The completion of the stock and cash deal, which will provide the industry’s first complete drilling and productions systems, became final about one week after receiving clearance from the Chinese Ministry of Commerce (MOFCOM).

“I am very pleased to welcome Cameron employees, customers and shareholders to Schlumberger. As a combined company, we will drive total system performance through a much closer integration between the surface and subsurface components of both drilling and production systems,” Paal Kibsgaard, Schlumberger chairman and CEO said. “We are ready to begin the process of realizing the synergies made possible by this merger and our focus in the near term is on the execution of our integration plans, while continuing to deliver safety and quality in our field operations.”

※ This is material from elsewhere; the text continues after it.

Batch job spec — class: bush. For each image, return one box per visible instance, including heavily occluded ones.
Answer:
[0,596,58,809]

According to Schlumberger, the transaction combines two complementary technology portfolios into a pore-to-pipeline products and services offering to the global oil and gas industry. The merger will create technology-driven growth by integrating Schlumberger reservoir and well technology with Cameron wellhead and surface equipment, flow control and processing technology.

The takeover brings Schlumberger to a total 95,000 employees in 85 countries.

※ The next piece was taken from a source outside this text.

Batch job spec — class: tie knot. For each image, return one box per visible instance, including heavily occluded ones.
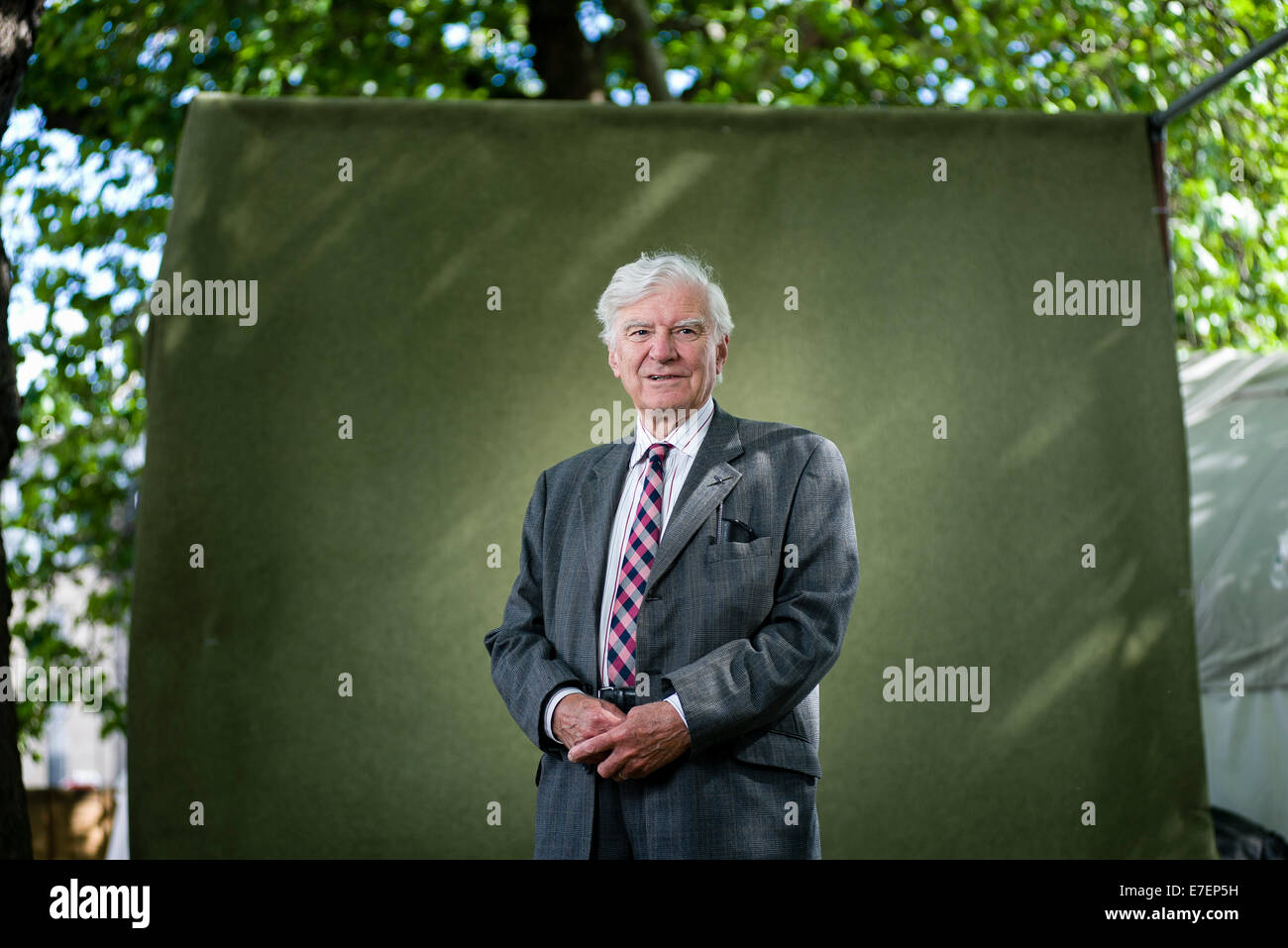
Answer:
[648,441,671,471]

“This is an exciting time for all Cameron employees as we integrate our portfolio with Schlumberger technologies to deliver improved operational performance, higher levels of cost efficiency, and close commercial alignment through new risk-based business models, while continuing to focus on the needs of our customers,” Scott Rowe, former Cameron CEO.

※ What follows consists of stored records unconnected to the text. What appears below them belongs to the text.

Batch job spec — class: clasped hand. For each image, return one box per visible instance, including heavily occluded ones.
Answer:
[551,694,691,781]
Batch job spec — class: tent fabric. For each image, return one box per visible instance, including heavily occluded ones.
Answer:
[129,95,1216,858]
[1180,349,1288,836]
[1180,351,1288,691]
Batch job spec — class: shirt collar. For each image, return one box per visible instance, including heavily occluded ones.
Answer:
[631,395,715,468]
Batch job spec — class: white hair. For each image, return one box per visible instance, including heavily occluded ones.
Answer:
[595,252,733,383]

Now that the merger is complete, Rowe has assumed the role of Schlumberger Cameron group president; in addition, Cameron shareholders will receive 0.716 shares of Schlumberger common stock and a cash payment of $14.44 in exchange for each Cameron share.

Last week, MOFCOM cleared the takeover, marking the last major step is the eight-month long process.

The proposal was announced in August 2015, with the US Department of Justice (DOJ), in November; both boards of directors announcing their unanimous approval in December; and the European Union’s approval in February.